CMA CGM, Maersk : la course à l'échalote
Dans ce moment charnière, celui où les exploitants de navires doivent arbitrer dans les motorisations de leur flotte pour se conformer à des réglementations de plus en plus strictes à mesure que l'industrie devra tendre vers le zéro net émission, CMA CGM et Maersk se font la course à l’échalote dans le méthanol (propulsion bicarburant).
Si l’on tient compte uniquement de ce qui est confirmé, hors rumeurs, CMA CGM disposerait d’une flotte en commande totalisant 336 000 EVP composé de douze unités de 15 000 EVP répartis entre CSSC Jiangnan (6) et CSSC Dalian (6), ainsi que douze de 13 000 EVP attribués à Hyundai Samho.
Il lui est prêté une série de dix unités de 24 000 EVP pour lesquelles Yangzijiang serait bien positionné pour emporter la commande. TradeWinds a annoncé en fin de semaine la commande par l’armateur français de 36 unités dans des chantiers navals en Corée du Sud et en Chine, dont deux de 24 000 EVP à Yangzijiang.
Ce faisant, non seulement le Français, qui ne s'est positionné sur le méthanol que récemment, passerait devant le pionnier du genre, mais aussi serait en mesure de déloger le Danois et de devenir le numéro deux mondial.
127 navires au méthanol en commande
Selon la société de classification DNV, il y avait, fin mai, 911 navires au GNL (en commandes et en service) pour 182 au GPL, 127 au méthanol et 27 à l'hydrogène.

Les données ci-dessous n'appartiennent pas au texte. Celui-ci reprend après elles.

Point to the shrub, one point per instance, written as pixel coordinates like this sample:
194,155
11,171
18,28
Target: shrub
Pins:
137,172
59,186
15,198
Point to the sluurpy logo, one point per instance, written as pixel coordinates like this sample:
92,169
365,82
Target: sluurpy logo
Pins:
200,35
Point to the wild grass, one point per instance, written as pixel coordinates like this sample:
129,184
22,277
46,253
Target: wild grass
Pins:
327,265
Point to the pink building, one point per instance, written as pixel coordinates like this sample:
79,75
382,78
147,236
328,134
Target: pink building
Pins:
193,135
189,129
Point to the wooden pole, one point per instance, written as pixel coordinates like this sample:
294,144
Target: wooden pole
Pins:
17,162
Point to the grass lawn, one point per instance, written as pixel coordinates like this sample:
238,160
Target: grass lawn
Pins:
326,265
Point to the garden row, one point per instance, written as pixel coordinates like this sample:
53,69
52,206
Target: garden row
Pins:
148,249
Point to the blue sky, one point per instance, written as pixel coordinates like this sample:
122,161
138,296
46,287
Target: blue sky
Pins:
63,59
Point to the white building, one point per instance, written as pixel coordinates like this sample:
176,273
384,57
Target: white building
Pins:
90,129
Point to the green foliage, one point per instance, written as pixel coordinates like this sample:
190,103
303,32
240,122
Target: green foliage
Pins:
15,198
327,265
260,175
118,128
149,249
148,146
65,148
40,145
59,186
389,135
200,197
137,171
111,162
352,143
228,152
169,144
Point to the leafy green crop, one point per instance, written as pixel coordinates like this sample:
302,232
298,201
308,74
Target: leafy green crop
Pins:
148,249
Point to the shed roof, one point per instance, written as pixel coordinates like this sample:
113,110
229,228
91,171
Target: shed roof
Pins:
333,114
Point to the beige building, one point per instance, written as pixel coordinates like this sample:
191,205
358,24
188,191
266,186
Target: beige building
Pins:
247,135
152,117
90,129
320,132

Au cours des cinq premiers mois de l'année, 20 % des commandes ont porté sur des navires qui pourront utiliser des carburants alternatifs. Plus précisément, 6 % d'entre eux seront alimentés au GNL, 9 % au méthanol et 5 % au GPL.
Les carburants alternatifs représenteront 2 % de la demande mondiale de combustibles de soute, soit 328 Mt par an, en 2030, dans le scénario de référence de Platts. Le méthanol devrait représenter 34,3 % de la demande de nouveaux carburants contre 18,6 % pour l'hydrogène et 14,7 % pour l'ammoniac.